06.01.2011 Policy Points

Health Care Fantasy Land

James Kwak of The Baseline Scenario tours the free market health care “fantasy Land.”

The question is, if we accept the principle that markets are generally the best way to allocate scarce resources, how should this work for health care? The theoretical answer is pretty simple. People who buy health insurance (mainly employers, but also individuals) want decent health care at a reasonable price. They shop among health insurers. Health insurers compete by figuring out how to offer better health care at lower prices. A traditional indemnity plan, where the insurer pays for 80 percent of whatever the provider charges for anything the insured wants, is a lousy way to compete: you end up with not-so-good outcomes at extremely high prices. That’s why most of the private health insurance market today is HMOs (access to procedures is controlled) and especially PPOs (negotiated prices with select providers, low payments to out-of-network providers). In theory, insurers should be figuring out how to get the best health outcomes at the lowest possible price. To do that, they should be figuring out what procedures are most likely to lead to good outcomes and setting payment schedules to motivate patients and doctors to select those procedures; they should also be figuring out what procedures are a waste of money and motivating patients and doctors to avoid those. They motivate patients and doctors by setting low payment rates for worthless procedures or simply refusing to pay for them. That will scare away some health insurance buyers, but in the long run, the good insurers will have better outcomes at lower prices, and they will attract customers on that basis.
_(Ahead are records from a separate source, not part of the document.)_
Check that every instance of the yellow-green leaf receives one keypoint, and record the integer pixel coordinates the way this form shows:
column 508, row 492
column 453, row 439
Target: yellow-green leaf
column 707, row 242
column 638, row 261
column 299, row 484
He then returns to the world we actually live in.

Of course, this is all in free market fantasy land. The private health insurance market does not work that way; if it did, we wouldn’t have a health care cost crisis in this country. Why it doesn’t work that way is a subject of much debate. It could be because providers have too much market power relative to insurers; it could be because the main buyers of health insurance (employers) don’t actually care about outcomes, just about offering a decent-looking plan at the lowest possible cost.* But the key point is that competition is supposed to be driving insurers to become more efficient: creating health plans that produce better outcomes and lower costs.

Is this rationing? Yes, in the uninteresting sense that people do not have unlimited access to health care for free. But is it rationing in the commonly understood sense of “something bad where someone unfairly decides you can’t have something you need”? No, almost by definition: when markets allocate scarce resources, we generally don’t call that rationing.